According to Ragland:

  • Ohio provides $40,330 for each year a person is incarcerated, plus lost wages and attorney fees.
  • Texas provides $25,000 a year, with a $500,000 maximum cap.
  • Alabama has a minimum of $50,000 a year.
  • While Vermont, Michigan and Hawaii will spend up to $50,000 for each year.
  • California spends $36,500 a year
  • Tennessee has a total cap of $1 million
  • And, Ragland says, “The federal government pays those exonerated of federal crimes $50,000 for each year they were incarcerated—and twice that much if they were convicted of a capital crime.”

And, of course, some states don’t necessarily provide anything.

So here’s the question: How much is a year of life worth?
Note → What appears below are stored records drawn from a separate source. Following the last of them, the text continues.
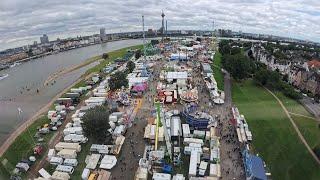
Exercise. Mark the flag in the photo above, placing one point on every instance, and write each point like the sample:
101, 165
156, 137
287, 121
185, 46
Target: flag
19, 110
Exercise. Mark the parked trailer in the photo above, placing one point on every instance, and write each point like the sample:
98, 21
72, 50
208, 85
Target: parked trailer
67, 169
22, 167
186, 130
57, 175
76, 90
85, 174
67, 153
64, 101
187, 141
72, 95
51, 153
70, 162
44, 173
75, 138
73, 130
104, 175
56, 161
63, 145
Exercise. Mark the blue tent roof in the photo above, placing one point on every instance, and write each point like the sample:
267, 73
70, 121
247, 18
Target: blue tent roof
257, 168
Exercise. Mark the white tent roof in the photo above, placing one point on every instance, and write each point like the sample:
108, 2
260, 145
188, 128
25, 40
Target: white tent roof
108, 162
177, 75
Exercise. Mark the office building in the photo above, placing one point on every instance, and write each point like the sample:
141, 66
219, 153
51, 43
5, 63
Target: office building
44, 39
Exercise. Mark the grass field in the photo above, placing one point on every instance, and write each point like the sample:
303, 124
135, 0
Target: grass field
307, 126
112, 56
217, 70
23, 145
273, 136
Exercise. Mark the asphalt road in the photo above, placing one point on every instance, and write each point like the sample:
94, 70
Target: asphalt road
311, 106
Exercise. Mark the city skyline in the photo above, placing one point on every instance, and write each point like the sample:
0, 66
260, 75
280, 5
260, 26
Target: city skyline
22, 22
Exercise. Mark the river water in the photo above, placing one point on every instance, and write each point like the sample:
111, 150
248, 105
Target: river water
19, 89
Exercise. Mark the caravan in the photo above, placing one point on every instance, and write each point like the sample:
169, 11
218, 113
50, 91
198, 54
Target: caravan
70, 162
56, 161
67, 169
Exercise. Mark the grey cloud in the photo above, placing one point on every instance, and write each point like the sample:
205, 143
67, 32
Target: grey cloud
22, 21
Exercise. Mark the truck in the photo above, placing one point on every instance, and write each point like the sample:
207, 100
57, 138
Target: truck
63, 168
63, 145
56, 161
67, 153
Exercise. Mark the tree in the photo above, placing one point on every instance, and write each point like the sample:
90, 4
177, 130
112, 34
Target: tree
96, 124
105, 55
118, 80
138, 54
261, 76
130, 66
238, 65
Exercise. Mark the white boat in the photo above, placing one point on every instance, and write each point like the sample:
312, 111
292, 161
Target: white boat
3, 76
15, 64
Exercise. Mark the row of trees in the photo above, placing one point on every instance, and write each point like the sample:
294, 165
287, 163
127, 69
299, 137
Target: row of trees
96, 120
273, 80
96, 124
241, 67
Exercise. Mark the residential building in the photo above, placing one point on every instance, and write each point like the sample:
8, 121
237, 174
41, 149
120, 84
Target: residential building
44, 39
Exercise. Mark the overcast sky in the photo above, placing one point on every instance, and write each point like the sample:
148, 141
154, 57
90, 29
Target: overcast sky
23, 21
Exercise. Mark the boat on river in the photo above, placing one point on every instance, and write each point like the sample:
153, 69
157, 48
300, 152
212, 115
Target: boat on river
3, 76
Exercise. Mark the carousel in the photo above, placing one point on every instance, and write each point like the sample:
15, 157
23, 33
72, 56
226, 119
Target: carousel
189, 95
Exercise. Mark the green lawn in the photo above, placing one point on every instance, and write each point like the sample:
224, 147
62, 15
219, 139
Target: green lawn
22, 147
85, 150
217, 70
112, 56
273, 135
292, 105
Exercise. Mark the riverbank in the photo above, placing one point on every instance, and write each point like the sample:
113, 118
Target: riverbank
17, 136
275, 139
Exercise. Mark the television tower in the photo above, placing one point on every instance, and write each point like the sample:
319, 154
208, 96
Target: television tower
162, 15
144, 38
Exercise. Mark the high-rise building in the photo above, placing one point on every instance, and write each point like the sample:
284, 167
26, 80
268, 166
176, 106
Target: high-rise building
44, 39
162, 28
103, 36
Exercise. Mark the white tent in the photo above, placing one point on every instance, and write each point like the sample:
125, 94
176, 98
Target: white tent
108, 162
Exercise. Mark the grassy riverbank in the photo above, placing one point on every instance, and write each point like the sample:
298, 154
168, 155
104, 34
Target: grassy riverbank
217, 70
22, 146
274, 138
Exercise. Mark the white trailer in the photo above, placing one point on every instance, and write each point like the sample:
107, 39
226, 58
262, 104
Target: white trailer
202, 168
75, 138
56, 161
76, 90
67, 169
67, 153
199, 134
70, 162
152, 132
193, 164
63, 145
161, 176
187, 141
51, 153
57, 175
23, 167
44, 173
85, 174
186, 130
73, 130
100, 148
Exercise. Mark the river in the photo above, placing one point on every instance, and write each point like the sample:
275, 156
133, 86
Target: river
19, 89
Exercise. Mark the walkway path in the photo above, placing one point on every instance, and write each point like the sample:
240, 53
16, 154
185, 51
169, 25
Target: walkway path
303, 116
295, 127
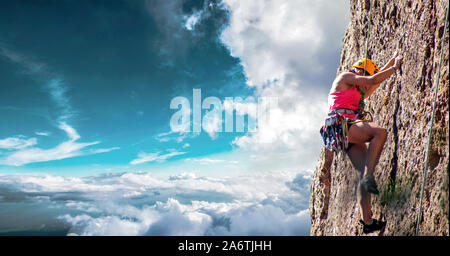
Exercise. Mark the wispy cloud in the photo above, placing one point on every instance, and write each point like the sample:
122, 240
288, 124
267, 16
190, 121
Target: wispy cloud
192, 20
25, 152
150, 157
17, 143
205, 161
52, 81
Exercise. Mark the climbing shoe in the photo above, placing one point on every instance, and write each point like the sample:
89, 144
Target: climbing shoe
374, 226
368, 182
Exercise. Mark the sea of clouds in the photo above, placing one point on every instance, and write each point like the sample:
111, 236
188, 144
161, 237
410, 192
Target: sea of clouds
139, 203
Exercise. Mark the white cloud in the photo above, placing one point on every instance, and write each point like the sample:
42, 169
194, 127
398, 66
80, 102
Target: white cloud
26, 154
181, 204
212, 125
285, 49
17, 143
206, 161
192, 20
42, 133
150, 157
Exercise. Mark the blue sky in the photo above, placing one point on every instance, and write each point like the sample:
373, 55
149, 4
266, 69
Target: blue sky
109, 71
85, 92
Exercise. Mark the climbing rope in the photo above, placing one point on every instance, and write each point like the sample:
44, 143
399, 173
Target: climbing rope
431, 125
361, 103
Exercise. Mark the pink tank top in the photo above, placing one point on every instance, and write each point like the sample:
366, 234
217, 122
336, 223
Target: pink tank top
345, 99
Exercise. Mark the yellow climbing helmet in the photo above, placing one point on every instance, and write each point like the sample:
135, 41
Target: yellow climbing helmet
371, 67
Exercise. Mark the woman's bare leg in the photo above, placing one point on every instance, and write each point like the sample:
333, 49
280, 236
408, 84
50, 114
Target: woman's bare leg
365, 159
368, 132
358, 156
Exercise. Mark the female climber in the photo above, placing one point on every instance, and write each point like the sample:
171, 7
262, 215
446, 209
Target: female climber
346, 97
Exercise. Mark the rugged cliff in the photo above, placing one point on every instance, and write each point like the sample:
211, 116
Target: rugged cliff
403, 105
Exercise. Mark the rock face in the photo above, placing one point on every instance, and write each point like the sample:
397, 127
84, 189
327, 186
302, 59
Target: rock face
403, 105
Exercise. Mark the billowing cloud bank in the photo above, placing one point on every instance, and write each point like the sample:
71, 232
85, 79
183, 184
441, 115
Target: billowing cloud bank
141, 204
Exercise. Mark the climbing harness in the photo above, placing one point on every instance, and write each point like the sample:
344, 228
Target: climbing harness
361, 103
335, 130
431, 124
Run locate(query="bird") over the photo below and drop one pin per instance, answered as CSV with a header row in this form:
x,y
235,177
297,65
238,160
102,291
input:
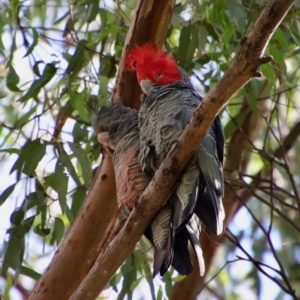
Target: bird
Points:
x,y
116,127
167,106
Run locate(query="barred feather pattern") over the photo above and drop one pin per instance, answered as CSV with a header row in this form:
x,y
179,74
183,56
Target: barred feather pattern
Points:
x,y
163,116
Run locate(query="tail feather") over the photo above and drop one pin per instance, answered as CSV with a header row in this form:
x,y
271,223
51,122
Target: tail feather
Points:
x,y
194,228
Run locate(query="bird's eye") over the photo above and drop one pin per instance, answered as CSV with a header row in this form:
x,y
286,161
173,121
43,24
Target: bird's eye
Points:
x,y
159,75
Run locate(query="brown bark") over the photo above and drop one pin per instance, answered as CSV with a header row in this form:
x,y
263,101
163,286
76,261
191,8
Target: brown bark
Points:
x,y
70,265
243,68
78,251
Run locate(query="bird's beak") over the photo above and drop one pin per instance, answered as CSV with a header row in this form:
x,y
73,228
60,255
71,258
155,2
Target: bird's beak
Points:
x,y
146,86
103,139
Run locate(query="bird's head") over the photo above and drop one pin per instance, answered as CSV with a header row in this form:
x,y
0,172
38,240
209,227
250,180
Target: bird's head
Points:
x,y
152,65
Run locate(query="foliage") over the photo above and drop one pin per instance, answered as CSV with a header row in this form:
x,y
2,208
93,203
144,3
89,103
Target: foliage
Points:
x,y
58,57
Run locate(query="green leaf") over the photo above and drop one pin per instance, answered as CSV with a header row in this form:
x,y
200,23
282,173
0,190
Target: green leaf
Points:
x,y
103,90
37,199
30,273
6,193
78,102
233,124
83,161
66,161
48,73
59,182
13,256
92,11
202,37
23,119
35,36
148,275
12,80
129,275
280,37
11,150
31,154
211,30
17,216
184,41
77,60
269,72
41,231
78,197
58,231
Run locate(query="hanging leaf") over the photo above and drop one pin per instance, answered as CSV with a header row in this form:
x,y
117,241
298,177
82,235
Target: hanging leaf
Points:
x,y
12,79
6,193
38,84
31,154
83,161
35,36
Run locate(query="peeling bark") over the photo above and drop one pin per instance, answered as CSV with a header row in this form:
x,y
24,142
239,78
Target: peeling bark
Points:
x,y
244,67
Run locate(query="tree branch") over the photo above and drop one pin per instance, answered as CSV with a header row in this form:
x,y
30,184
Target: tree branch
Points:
x,y
243,68
150,23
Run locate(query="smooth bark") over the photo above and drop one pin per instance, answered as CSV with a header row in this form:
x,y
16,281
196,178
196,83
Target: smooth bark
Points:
x,y
79,249
244,67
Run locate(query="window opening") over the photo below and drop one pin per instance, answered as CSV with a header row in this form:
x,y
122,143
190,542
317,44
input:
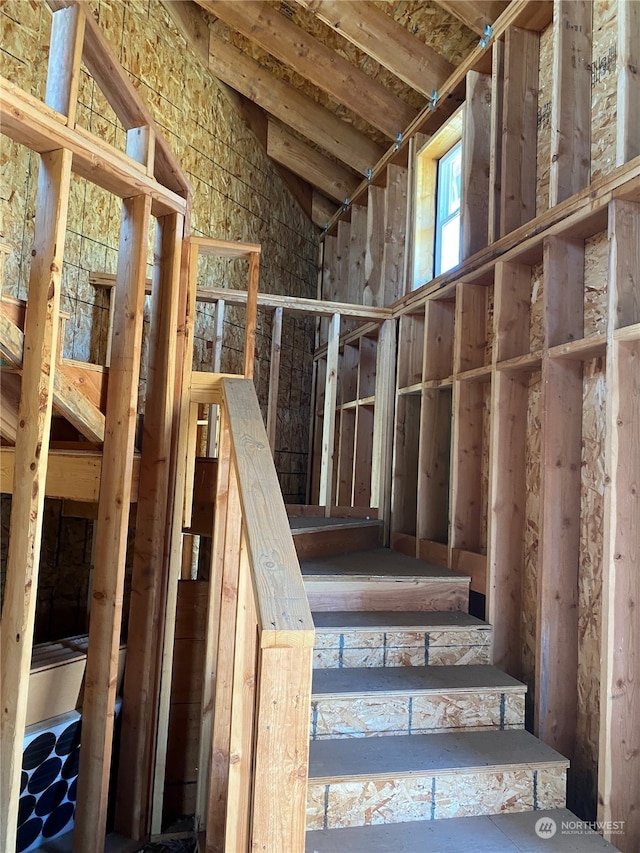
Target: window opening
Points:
x,y
447,247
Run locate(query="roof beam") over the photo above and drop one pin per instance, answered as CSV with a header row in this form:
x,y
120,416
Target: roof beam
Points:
x,y
476,14
326,69
294,109
322,209
385,40
330,178
276,97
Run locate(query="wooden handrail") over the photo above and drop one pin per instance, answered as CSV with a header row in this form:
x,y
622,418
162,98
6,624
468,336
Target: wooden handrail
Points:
x,y
260,634
284,618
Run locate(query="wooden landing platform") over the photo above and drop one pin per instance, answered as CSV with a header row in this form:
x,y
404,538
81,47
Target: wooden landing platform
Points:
x,y
378,564
381,579
407,755
509,833
393,620
321,537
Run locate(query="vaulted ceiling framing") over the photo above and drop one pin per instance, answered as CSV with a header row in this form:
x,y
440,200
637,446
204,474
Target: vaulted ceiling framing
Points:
x,y
336,82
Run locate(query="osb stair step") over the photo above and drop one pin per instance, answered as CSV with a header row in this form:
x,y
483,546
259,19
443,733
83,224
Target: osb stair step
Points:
x,y
505,833
413,700
392,638
324,537
382,580
358,781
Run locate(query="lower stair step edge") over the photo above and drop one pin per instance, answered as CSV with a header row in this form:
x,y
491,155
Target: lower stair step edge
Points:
x,y
412,714
433,796
360,781
345,642
413,700
529,831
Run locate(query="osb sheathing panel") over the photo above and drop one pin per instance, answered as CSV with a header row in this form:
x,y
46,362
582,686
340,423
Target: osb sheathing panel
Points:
x,y
425,20
536,315
401,648
545,85
531,538
433,796
237,195
596,261
585,762
65,570
485,469
603,88
334,717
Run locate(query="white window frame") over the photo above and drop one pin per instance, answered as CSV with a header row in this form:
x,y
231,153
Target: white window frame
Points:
x,y
422,228
443,216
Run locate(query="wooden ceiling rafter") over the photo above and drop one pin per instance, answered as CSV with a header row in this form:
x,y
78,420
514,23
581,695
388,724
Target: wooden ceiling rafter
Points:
x,y
330,178
291,45
274,96
382,38
475,14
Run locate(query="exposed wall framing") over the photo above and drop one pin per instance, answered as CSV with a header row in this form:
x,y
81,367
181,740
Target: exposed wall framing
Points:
x,y
504,396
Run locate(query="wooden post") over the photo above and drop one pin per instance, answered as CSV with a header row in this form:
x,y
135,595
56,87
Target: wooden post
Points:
x,y
506,521
184,362
151,557
557,623
213,617
628,115
32,442
519,123
65,57
556,694
241,736
619,755
373,290
112,529
41,332
216,361
466,463
395,224
476,153
571,101
507,469
274,377
383,423
252,313
219,775
329,418
495,155
282,750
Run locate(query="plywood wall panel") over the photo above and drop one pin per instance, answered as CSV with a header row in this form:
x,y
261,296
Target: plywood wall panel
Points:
x,y
596,260
585,765
536,326
545,88
531,537
603,88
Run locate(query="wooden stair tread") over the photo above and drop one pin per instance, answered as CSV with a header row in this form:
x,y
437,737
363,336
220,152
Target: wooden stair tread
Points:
x,y
406,755
302,524
390,620
376,564
505,833
412,679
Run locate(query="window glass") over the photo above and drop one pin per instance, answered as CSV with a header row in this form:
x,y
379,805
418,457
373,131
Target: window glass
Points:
x,y
447,249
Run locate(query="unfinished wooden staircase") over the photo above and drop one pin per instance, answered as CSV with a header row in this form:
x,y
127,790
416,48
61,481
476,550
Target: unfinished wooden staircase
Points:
x,y
397,654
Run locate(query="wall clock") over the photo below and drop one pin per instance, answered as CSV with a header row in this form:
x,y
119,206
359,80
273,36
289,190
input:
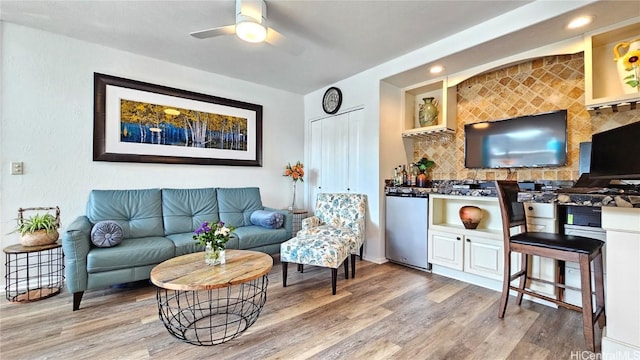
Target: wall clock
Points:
x,y
332,100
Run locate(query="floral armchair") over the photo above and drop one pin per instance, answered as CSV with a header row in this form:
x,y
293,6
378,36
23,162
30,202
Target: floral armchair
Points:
x,y
339,215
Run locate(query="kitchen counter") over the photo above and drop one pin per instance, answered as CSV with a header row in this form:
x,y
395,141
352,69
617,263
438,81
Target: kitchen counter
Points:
x,y
444,187
598,200
621,221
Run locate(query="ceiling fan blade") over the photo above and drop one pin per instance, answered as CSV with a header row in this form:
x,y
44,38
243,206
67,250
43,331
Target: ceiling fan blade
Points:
x,y
281,42
224,30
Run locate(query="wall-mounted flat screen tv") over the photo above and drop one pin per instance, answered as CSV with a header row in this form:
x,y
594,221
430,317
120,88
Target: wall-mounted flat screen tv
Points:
x,y
538,140
614,153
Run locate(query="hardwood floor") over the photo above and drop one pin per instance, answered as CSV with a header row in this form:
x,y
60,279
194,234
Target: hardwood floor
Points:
x,y
387,311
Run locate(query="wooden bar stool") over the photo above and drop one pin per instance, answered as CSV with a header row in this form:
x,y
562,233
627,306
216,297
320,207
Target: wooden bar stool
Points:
x,y
578,249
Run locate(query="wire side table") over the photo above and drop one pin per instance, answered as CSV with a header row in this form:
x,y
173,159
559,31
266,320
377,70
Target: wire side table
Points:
x,y
33,272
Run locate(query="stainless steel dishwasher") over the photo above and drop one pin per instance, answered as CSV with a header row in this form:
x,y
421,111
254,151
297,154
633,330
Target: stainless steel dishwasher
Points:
x,y
406,230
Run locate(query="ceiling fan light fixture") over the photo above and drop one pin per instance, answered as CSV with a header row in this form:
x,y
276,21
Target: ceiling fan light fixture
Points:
x,y
250,31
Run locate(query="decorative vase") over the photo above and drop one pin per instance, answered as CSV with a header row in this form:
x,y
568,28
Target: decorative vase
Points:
x,y
428,112
421,179
470,216
213,256
293,197
39,238
628,64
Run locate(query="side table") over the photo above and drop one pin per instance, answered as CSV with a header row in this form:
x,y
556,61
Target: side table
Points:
x,y
33,272
298,215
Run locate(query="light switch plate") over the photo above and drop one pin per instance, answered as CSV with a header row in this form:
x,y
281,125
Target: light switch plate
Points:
x,y
16,168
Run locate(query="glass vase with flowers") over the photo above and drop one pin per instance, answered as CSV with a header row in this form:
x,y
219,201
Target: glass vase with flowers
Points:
x,y
296,172
214,238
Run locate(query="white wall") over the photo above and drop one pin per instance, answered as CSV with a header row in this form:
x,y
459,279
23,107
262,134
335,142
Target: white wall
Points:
x,y
47,122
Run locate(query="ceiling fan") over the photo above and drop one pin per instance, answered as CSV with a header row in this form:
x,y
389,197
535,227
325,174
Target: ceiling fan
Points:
x,y
251,26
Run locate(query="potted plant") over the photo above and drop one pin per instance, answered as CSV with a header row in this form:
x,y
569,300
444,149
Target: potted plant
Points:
x,y
37,230
424,165
214,237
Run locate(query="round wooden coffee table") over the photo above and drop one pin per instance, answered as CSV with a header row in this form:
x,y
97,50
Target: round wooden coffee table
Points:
x,y
209,305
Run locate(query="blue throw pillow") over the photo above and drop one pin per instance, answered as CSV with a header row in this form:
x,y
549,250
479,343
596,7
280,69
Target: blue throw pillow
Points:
x,y
106,234
268,219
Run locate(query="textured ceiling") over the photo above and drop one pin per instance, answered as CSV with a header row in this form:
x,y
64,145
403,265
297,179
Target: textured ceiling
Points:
x,y
340,38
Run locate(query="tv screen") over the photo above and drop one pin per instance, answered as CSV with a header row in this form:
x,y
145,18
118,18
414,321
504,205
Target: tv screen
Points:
x,y
528,141
614,153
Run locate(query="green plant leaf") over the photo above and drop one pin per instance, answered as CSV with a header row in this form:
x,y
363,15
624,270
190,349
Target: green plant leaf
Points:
x,y
37,222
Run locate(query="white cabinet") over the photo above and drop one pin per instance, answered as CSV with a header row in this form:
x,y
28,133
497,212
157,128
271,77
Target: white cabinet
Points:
x,y
445,248
335,151
605,90
479,251
484,256
542,218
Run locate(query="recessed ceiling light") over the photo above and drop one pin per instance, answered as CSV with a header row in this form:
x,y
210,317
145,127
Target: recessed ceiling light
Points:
x,y
580,22
436,69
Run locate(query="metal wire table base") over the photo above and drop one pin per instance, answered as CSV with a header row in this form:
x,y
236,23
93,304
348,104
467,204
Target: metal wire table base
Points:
x,y
212,317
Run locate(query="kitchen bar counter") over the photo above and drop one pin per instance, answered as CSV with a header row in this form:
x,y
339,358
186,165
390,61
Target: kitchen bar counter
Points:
x,y
621,221
598,200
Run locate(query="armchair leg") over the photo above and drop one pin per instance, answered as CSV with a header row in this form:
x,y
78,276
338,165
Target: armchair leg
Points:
x,y
346,268
505,285
599,283
77,298
353,265
523,279
334,280
285,266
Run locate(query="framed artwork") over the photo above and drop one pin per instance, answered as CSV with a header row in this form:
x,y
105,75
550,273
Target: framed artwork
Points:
x,y
141,122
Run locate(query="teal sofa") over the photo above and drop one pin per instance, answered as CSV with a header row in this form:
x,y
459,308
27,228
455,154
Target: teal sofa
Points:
x,y
158,224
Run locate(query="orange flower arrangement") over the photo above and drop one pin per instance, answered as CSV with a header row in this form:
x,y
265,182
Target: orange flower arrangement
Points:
x,y
296,172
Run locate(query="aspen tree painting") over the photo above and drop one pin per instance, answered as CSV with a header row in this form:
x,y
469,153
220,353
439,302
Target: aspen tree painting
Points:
x,y
141,122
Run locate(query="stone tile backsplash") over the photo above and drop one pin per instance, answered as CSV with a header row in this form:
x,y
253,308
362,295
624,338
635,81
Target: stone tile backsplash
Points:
x,y
541,85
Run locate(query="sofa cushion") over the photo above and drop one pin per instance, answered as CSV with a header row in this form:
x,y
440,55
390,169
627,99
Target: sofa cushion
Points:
x,y
254,236
130,253
138,212
106,234
184,243
237,204
184,210
267,219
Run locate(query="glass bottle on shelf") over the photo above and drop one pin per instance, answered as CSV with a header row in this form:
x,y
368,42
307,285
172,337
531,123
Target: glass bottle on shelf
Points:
x,y
414,175
405,177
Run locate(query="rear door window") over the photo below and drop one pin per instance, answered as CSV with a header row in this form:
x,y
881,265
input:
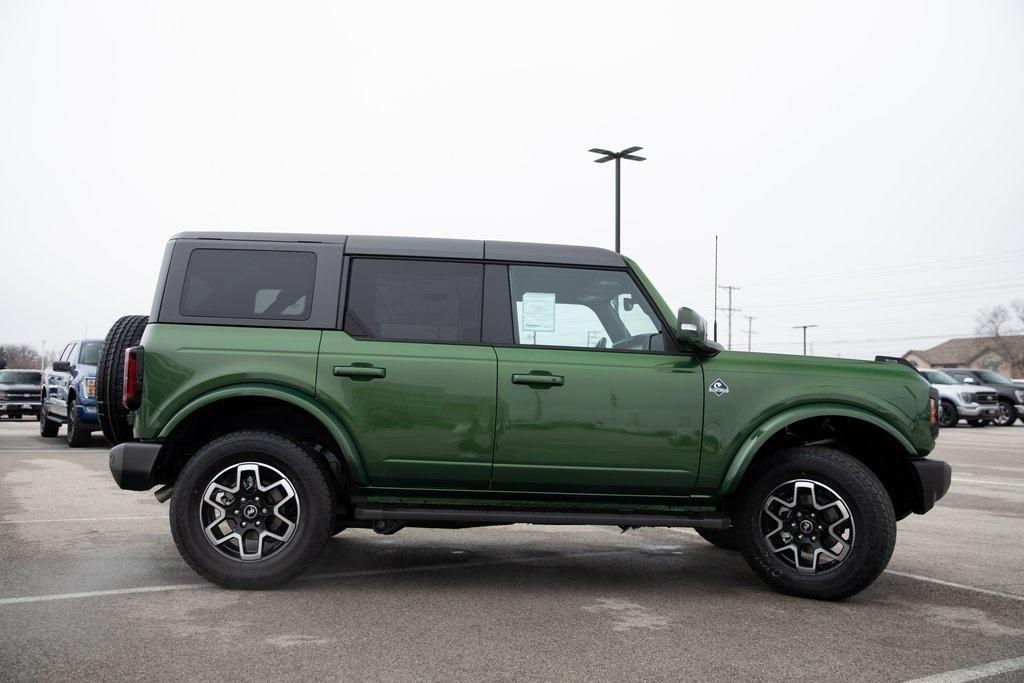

Of course, some people earn more than others. Should past earnings, before being incarcerated, be considered? How about education? We know that on average, high school graduates earn more than dropouts. And college graduates earn more than high school graduates.

It all seems very subjective.

But let’s throw another factor into the mix. In England, the National Health Service—the country’s government-run health care system—pays for prescription drugs. The NHS imposes a threshold of about $56,000 for a drug that will extend the patient’s life by a year.

In other words, if a prescription drug costs under $56,000—roughly the same as some states pay for an exonerated convict—and will extend a patient’s life by a year, the British government (i.e., taxpayers) will pay for it. If not, it was nice knowing you.

Incidentally, in the U.S. the standard is about $100,000 per additional year of life.

We don’t know what the right amount is to appropriately compensate those wrongly convicted of a crime. In one sense, no amount of money is enough.

But we do know that when the government regulates prices, it usually keeps the price artificially low. And there is little reason to think that when the government calculates how much a year of your life is worth, it will act any differently.